The Center for Justice & Democracy has worked with many families and individual patients who have traveled to Washington, DC and state capitols to oppose so-called “tort reform” laws. For their trouble, we have personally witnessed victims being heckled and insulted by doctors to their face. It is not easy for patients who have lost a leg, their eyesight or a child to continue hearing from medical lobbies that they – victims who file claims – are the problem, as opposed to the medical negligence that caused these tragedies.
Doctors are not supposed to be cruel people. But sometimes they are.
In 1975, California doctors decided to try to bring down their insurance rates by focusing not on the insurance industry but rather on patients who have been killed or injured. Medical and insurance lobbyists pressured the legislature to pass the Medical Injury Compensation Reform Act, or MICRA, which among other things placed a hard $250,000 cap on non-economic compensation for malpractice victims. (Learn more here.) The California legislature has failed year after year to raise this cap simply to keep up with inflation.
So this week, consumer advocates stepped in as they always have, filing over 800,000 signatures to place the Troy and Alana Pack Patient Safety Act of 2014 on the California ballot (“named for Bob and Carmen Pack’s two young children who died in a car crash in 2003 … after a driver who was overprescribed pain killers fell asleep at the wheel and lost control of her vehicle”). This voter initiative would do two main things: it would “require physicians to undergo random drug testing, use the existing prescription drug database to curb doctor-shopping drug abusers,” and it would raise the MICRA cap, at least allowing it to keep up with inflation. Said Jamie Court, the executive director for Consumer Watchdog,
[This is] modest reform in the face of thousands of deaths due to negligence. In a recent example, Court said a cardiologist in Fresno left his 72-year-old patient on the operating table to go out to lunch. The patient is reportedly in a permanent vegetative state.
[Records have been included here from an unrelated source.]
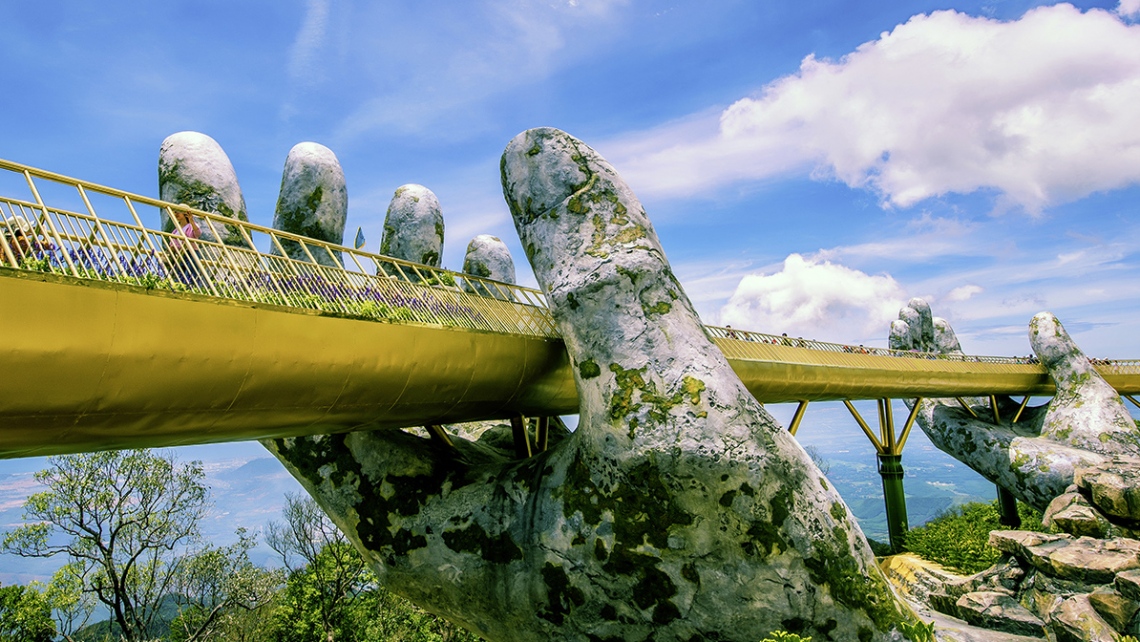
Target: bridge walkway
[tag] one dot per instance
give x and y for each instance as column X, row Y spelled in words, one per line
column 120, row 335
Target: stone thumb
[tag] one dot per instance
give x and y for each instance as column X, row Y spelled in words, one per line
column 638, row 349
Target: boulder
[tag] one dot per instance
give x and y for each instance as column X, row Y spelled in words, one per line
column 414, row 226
column 312, row 201
column 195, row 171
column 1072, row 513
column 489, row 258
column 1113, row 487
column 1128, row 584
column 914, row 577
column 1093, row 561
column 1019, row 542
column 1075, row 620
column 1114, row 608
column 999, row 611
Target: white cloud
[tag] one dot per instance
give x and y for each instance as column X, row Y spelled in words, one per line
column 815, row 299
column 963, row 292
column 302, row 56
column 1041, row 110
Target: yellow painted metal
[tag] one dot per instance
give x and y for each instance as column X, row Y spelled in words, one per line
column 862, row 424
column 117, row 335
column 967, row 407
column 909, row 425
column 797, row 417
column 1020, row 408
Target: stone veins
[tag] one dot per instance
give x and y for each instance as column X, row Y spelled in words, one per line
column 1035, row 458
column 489, row 258
column 678, row 510
column 195, row 171
column 312, row 201
column 414, row 226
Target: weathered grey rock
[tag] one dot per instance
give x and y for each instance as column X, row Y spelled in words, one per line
column 914, row 577
column 195, row 171
column 999, row 611
column 414, row 226
column 314, row 201
column 677, row 510
column 1128, row 584
column 1072, row 513
column 1114, row 608
column 1035, row 460
column 1018, row 542
column 489, row 258
column 945, row 341
column 1086, row 413
column 917, row 328
column 1075, row 620
column 1114, row 487
column 1094, row 561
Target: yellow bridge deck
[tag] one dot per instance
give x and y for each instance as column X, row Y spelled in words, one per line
column 117, row 335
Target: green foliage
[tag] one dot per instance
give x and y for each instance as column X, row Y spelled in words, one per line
column 124, row 518
column 25, row 615
column 784, row 636
column 918, row 631
column 959, row 538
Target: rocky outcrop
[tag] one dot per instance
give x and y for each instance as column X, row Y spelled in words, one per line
column 312, row 201
column 1034, row 458
column 195, row 171
column 1066, row 585
column 414, row 227
column 677, row 510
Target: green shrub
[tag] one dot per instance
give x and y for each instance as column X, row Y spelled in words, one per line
column 784, row 636
column 959, row 538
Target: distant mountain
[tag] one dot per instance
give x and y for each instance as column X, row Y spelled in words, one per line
column 249, row 486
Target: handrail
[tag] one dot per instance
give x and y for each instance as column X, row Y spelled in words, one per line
column 332, row 278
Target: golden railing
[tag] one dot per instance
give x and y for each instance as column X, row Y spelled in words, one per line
column 228, row 261
column 67, row 236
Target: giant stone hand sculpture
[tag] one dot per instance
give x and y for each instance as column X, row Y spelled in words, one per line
column 678, row 510
column 1085, row 423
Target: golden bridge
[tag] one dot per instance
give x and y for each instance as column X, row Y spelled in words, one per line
column 119, row 335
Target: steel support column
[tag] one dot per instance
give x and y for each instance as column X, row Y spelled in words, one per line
column 889, row 453
column 890, row 470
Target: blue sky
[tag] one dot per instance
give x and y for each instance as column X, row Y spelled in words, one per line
column 807, row 165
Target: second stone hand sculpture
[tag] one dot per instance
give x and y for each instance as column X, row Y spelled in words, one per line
column 678, row 510
column 1084, row 424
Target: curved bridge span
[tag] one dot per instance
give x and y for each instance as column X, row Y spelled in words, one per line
column 120, row 335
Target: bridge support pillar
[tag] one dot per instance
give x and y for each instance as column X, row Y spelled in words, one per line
column 890, row 470
column 889, row 449
column 1007, row 506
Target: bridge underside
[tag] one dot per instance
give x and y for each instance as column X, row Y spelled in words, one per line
column 91, row 365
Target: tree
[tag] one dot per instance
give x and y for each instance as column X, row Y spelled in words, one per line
column 125, row 519
column 326, row 575
column 216, row 586
column 25, row 615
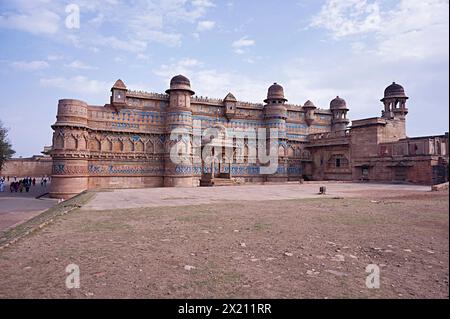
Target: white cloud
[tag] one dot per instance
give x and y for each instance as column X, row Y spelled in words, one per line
column 30, row 66
column 77, row 64
column 78, row 84
column 41, row 21
column 240, row 45
column 411, row 29
column 134, row 26
column 205, row 25
column 344, row 18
“Legislators have had years to make this change,” Court said. “If there is no proper legislation for patient safety, then the people will make the change.”
Parents who lost children due to questionable medical practices said they backed the law not for the money, but to hold bad physicians accountable.
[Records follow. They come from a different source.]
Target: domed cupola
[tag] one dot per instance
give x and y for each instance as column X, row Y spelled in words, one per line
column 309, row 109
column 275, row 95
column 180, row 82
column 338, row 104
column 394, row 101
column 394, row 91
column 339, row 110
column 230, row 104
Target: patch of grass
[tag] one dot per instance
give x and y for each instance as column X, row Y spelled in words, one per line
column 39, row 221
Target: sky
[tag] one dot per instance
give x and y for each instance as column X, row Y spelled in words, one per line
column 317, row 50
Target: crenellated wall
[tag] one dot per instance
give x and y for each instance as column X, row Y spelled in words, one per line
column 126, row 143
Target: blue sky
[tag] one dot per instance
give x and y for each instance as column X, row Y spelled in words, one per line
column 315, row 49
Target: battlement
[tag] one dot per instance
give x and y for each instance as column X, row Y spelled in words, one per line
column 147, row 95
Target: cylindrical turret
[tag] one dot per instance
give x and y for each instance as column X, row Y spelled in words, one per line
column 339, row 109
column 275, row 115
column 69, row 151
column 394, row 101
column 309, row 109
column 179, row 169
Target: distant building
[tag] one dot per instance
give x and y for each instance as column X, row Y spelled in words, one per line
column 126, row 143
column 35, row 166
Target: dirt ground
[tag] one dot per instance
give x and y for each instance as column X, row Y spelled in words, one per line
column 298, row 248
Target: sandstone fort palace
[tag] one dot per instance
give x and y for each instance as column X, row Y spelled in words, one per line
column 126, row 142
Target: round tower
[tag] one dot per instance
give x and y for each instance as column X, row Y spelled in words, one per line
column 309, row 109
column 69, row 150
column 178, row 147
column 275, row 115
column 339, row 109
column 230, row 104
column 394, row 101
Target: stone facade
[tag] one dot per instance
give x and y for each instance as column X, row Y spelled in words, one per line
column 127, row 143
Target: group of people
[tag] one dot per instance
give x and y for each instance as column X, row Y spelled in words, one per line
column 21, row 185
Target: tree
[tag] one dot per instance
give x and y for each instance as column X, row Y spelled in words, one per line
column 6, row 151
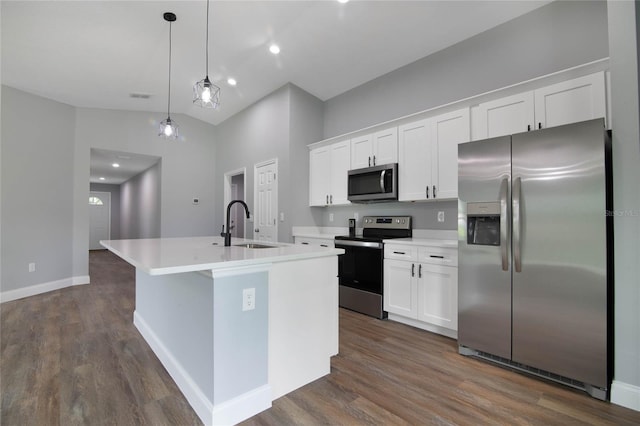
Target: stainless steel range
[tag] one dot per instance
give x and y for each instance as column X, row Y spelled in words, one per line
column 360, row 268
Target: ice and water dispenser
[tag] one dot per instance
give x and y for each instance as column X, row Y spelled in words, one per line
column 483, row 223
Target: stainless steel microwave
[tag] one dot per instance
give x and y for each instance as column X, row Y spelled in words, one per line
column 373, row 184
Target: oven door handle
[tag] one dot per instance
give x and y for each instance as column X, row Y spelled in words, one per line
column 367, row 244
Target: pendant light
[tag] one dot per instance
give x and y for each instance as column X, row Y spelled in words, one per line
column 168, row 127
column 205, row 93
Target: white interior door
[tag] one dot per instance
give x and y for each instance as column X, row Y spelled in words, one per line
column 99, row 219
column 266, row 201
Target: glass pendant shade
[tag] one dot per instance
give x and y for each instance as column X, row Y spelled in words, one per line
column 206, row 94
column 168, row 129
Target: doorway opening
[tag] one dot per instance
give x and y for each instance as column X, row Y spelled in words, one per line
column 235, row 189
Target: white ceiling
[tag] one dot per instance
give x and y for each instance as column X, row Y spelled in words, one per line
column 96, row 53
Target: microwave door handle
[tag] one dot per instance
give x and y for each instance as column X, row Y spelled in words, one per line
column 504, row 230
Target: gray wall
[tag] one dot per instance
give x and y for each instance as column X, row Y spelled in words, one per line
column 187, row 170
column 114, row 190
column 554, row 37
column 623, row 33
column 37, row 197
column 281, row 125
column 140, row 207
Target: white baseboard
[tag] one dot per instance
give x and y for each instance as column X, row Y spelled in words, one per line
column 229, row 412
column 625, row 395
column 32, row 290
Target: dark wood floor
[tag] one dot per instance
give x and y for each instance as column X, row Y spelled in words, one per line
column 73, row 356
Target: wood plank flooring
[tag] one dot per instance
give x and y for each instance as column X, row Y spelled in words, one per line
column 73, row 357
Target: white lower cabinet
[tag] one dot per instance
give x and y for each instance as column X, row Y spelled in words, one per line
column 421, row 287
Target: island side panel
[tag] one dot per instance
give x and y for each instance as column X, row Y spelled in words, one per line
column 174, row 313
column 303, row 322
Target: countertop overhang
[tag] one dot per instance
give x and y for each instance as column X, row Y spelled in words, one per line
column 160, row 256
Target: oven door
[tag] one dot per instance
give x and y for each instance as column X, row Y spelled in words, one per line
column 360, row 266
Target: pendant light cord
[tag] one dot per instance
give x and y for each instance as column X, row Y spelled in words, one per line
column 169, row 97
column 207, row 43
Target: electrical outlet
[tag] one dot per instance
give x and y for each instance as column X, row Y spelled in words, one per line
column 248, row 299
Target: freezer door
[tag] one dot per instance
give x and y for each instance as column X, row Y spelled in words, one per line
column 559, row 248
column 484, row 271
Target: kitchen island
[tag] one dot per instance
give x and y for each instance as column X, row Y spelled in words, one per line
column 236, row 327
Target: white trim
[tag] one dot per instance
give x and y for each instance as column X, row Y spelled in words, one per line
column 554, row 77
column 229, row 412
column 33, row 290
column 276, row 192
column 625, row 394
column 242, row 407
column 432, row 328
column 189, row 388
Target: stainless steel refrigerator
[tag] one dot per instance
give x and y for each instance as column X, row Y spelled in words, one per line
column 535, row 251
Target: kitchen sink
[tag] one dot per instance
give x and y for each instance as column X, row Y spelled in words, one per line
column 254, row 245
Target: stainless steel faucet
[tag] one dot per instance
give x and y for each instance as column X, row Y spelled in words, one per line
column 227, row 235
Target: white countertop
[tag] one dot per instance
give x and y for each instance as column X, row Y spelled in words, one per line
column 432, row 242
column 160, row 256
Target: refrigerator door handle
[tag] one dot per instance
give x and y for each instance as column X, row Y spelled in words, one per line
column 517, row 220
column 504, row 230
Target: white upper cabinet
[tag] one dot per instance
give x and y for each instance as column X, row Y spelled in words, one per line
column 328, row 168
column 505, row 116
column 571, row 101
column 385, row 146
column 375, row 149
column 448, row 130
column 428, row 156
column 414, row 160
column 361, row 151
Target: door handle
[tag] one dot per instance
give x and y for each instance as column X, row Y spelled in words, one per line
column 517, row 224
column 504, row 223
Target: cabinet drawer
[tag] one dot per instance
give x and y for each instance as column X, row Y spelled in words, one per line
column 438, row 256
column 399, row 252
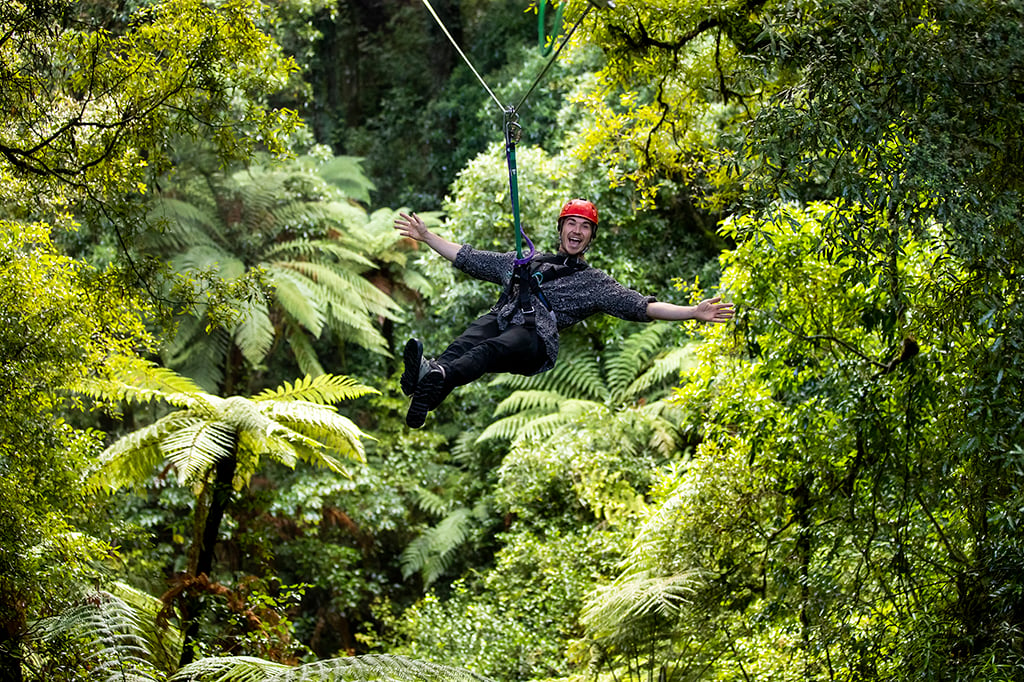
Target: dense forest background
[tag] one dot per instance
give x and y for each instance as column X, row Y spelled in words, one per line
column 206, row 472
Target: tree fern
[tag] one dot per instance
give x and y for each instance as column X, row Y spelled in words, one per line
column 664, row 370
column 292, row 421
column 632, row 356
column 307, row 238
column 254, row 333
column 117, row 642
column 354, row 669
column 432, row 551
column 325, row 389
column 639, row 371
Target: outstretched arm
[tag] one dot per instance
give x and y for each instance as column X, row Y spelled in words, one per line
column 412, row 225
column 710, row 309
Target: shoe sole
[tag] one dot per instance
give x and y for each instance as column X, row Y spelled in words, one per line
column 413, row 355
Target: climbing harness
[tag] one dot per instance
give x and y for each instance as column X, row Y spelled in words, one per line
column 527, row 278
column 513, row 131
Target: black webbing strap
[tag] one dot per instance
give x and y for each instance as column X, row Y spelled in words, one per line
column 529, row 278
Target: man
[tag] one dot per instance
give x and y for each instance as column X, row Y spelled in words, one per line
column 519, row 335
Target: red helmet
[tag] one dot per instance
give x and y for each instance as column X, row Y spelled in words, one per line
column 579, row 208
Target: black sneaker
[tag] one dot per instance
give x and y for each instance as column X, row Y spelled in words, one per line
column 428, row 394
column 414, row 361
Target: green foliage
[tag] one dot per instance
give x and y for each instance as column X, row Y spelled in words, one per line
column 60, row 320
column 369, row 668
column 826, row 499
column 88, row 108
column 105, row 636
column 289, row 424
column 514, row 622
column 296, row 232
column 629, row 389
Alejandra Gonzalez of La Puente said her infant daughter Mia began coughing hard back in 2013. She took Mia to Fountain Valley Regional Medical Center where doctors said her baby was fine. But the cough only worsened. Gonzalez said she returned with her daughter every day for four days and no lab tests were taken. Mia died of whooping cough on the fifth day Gonzalez took her child to the hospital. She said the doctors should have known better.
“This happened when there was a whooping cough epidemic in 2010,” Gonzalez said. “Isn’t that malpractice?”
We learned long ago that there was never any basis for this cruel law. It was enacted during this nation’s first liability insurance “crisis” when doctors and others were hit hard with skyrocketing insurance rates. Insurers quickly blamed what they believed was occurring in the country – a “litigation explosion.” They demanded huge rate hikes from state regulators and convinced California lawmakers that the only way to bring rates under control was to limit the legal rights of injured victims. It was then that insurers learned that state regulators would give away the store in rate increases. They also learned that they could easily take political advantage of the situation by asking lawmakers to limit victims’ rights.
Yet there never was a “litigation explosion.” After insurers abandoned the medical and product manufacturer lines, the federal government decided to review the situation and not simply accept the insurer’s assertions that litigation was “exploding.” Their research immediately found that data was not available to answer this question. Insurers clearly had no such data. Therefore, working with the National Association of Insurance Commissioners (NAIC), they undertook a closed-claim study and here’s what they found: there was no “explosion” of claims and there was no justification for the insurer actions. The group concluded that the insurers had panicked from lack of data. They reported back to the White House that the problem seemed attributable to insurer economics and negotiated with the NAIC to create a new medical malpractice line of data in insurers’ Annual Statements to enable them to monitor the situation over time. (See more here.)
But by then, the political lessons learned by the insurance industry were clear: by blaming lawyers and litigation for a crisis that the industry itself had manufactured, the industry could obtain major changes in tort laws – basically, gravy to their bottom line. Their clients – businesses and doctors – were more than happy to go along. It is a political strategy that worked in the 1970’s, and carried them through the next 35 years. It is a strategy that the Supreme Court of Florida recently slammed, overturning that state’s $1 million cap as an unconstitutional violation of Equal Protection.
Dr. Richard Thorpe, president of the California Medical Association, responded to the ballot initiative by saying “This initiative is bad for patients, bad for taxpayers, and bad for California’s entire system of health care delivery.”
As I said, doctors are not supposed to be cruel people. But sometimes they are.